À l’origine danse initiatique et festive marquant les grands moments sociaux et religieux, le Kania Soli conserve aujourd’hui toute sa dimension de rituel de cohésion. Familles et clans s’y retrouvent pour célébrer l’unité et la solidarité. Au fil des ans, la manifestation a su gravir les échelons pour devenir une véritable vitrine nationale, au même titre que la célèbre Mamaya de Kankan ou le prestigieux Donkinfouta du Fouta Djallon.
Une édition placée sous le signe de l’unité
La cérémonie officielle, présidée par le ministre de la Culture, du Tourisme et de l’Artisanat, Moussa Moïse Sylla, a donné le ton d’une édition axée sur la cohésion sociale, la valorisation du patrimoine et le développement local. Aux côtés de plusieurs membres du gouvernement, le président de la délégation spéciale de Kindia, Django Cissé, a salué un événement qui renforce les liens communautaires tout en transmettant aux jeunes générations les valeurs cardinales de respect et de fraternité.
Le ministre Sylla a rappelé l’importance stratégique de la culture dans le développement économique et touristique de la Guinée, insistant sur le fait que le Kania Soli dépasse largement le simple cadre festif pour s’ériger en symbole d’unité nationale et de rayonnement international.

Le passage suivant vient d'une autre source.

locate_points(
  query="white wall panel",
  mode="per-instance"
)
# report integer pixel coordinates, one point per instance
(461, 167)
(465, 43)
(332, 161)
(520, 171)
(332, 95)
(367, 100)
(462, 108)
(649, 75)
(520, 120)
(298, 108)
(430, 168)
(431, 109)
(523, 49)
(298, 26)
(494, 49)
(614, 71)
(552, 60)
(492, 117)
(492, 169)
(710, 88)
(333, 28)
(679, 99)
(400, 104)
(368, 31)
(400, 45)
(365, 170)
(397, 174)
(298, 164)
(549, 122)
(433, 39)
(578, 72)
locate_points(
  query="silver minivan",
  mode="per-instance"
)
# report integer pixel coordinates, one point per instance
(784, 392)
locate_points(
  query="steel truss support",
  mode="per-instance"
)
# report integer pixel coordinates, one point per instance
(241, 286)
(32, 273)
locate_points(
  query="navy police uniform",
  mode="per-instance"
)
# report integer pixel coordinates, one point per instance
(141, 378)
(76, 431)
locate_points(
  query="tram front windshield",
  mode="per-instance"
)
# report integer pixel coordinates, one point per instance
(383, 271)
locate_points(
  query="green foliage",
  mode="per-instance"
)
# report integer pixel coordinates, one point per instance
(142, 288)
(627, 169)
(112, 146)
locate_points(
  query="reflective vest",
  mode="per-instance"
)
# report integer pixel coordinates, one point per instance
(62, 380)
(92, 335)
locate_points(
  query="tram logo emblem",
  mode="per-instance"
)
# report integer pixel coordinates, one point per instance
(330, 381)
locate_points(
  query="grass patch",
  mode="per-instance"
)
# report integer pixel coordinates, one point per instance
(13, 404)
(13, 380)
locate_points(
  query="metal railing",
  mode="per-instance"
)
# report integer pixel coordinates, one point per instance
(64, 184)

Kindia transformée en théâtre populaire
Durant deux jours, la Place des Martyrs s’est muée en un véritable théâtre populaire à ciel ouvert. Panels de haut niveau, expositions artisanales et festivités ont rythmé l’événement. Des milliers de festivaliers, venus de Kindia et d’autres localités du pays, ont célébré ce patrimoine vivant dans une ambiance électrique. Les sonorités envoûtantes du Soli ont accompagné danses, chants traditionnels et démonstrations culturelles, offrant un spectacle haut en couleur.
Un levier économique et touristique
Au-delà de la fête, le Kania Soli s’impose comme un levier économique et touristique incontournable. L’affluence exceptionnelle génère des emplois temporaires, stimule l’économie locale et attire des visiteurs nationaux et internationaux. Kindia se positionne ainsi comme un carrefour entre traditions et innovation. Toutefois, la Place des Martyrs, devenue trop exiguë, a révélé ses limites, relançant le débat sur une délocalisation vers le stade préfectoral ou la construction d’un espace permanent dédié.
Une célébration identitaire et fédératrice
Parmi les personnalités présentes figuraient la ministre des Finances, Mariama Ciré Sylla, l’ancien ministre du Budget Moussa Cissé, ainsi que plusieurs hauts cadres du gouvernement. Leur participation témoigne de l’importance accordée à cet événement qui transcende les frontières régionales.


En conclusion, le Kania Soli 2026 s’affirme comme bien plus qu’un rendez-vous festif : il devient un repère identitaire et un catalyseur de développement. En réunissant les communautés autour d’une même célébration, il incarne l’unité nationale, transmet aux jeunes générations l’héritage culturel et magnifie la richesse artistique de la Basse-Guinée.